This invention relates to the compression testing of materials and in particular to the testing of laminate samples.
It is known to test materials, to establish compression and shear parameters by placing test specimens of the material into a press and compressing them until they fail. An established method of testing a laminate sample of composite materials is to bond strain gauges and clamping surfaces to its surfaces and then to clamp it in a press. The sample is then subjected to a load and compressed until it fails. Deformation of the specimen is detected by the strain gauges and recorded against load so that the behaviour of the material can be analysed under different loads. The ends of the specimen usually have a plastic material bonded to them to prevent the sample failing at the points where it is gripped by the press. Irregularities in the grips of the press often cause localised points of stress which nip the ends of the sample and cause it to fail. Plastic pads smooth out irregularities and spread the load evenly over each end of the specimen.
This method of testing samples is time consuming and costly. Because the strain gauges are bonded to the specimen under test it is not practical to remove them for re-use, consequently a new set of strain gauges is required for each sample to be tested which are then discarded with the specimen after test. Similarly applying uniform layers of plastic to the ends of each specimen is a time consuming and costly business.
Another problem arises when analysing specimens of multi angular laminates which compress to a considerable extent before they begin to fail, consequently very long samples are required for a compression test. The problem is that long strips are flexible and liable to buckle and snap before they have compressed very far. A method of overcoming failure of samples due to buckling is to place a stabiliser around the specimen to prevent it from flexing outwardly and snapping. One form of stabiliser, for example, consists of a solid rod of material with a slot along one side.
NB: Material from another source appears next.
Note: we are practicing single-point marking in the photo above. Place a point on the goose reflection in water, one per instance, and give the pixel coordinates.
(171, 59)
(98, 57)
The sample to be tested has its edge placed inside the slot and is then compressed; buckling of the sample is limited to the width of the slot which is just sufficient to allow failure of the sample due to compression.
A disadvantage of such stabilisers is that they are of a fixed slot width and limited to one particular specimen thickness, so different stabilisers are required for different specimens widths. Another problem encountered with fixed stabiliser arrangements is that the samples frequently jam tight into the stabiliser after failing and they are difficult to remove before inserting the next sample. The stabiliser is sometimes itself a source of failure if for instance the stabiliser should move laterally during compression of the sample it can cause the specimen to kink and sheer at the ends of the stabiliser.
A large number of specially prepared specimens are usually required to test for compression failure because many of the samples will snap due to nipping, buckling or kinking before they have reached the limit of their compressive properties and this increases the expense of the test. It would therefore be an advantage if a system could be implemented to eliminate failures due nipping, buckling or kinking so that specimens could be consistently induced to fail by compression. An object of the present invention is to eliminate such failures and reduce the time and cost of processing each specimen.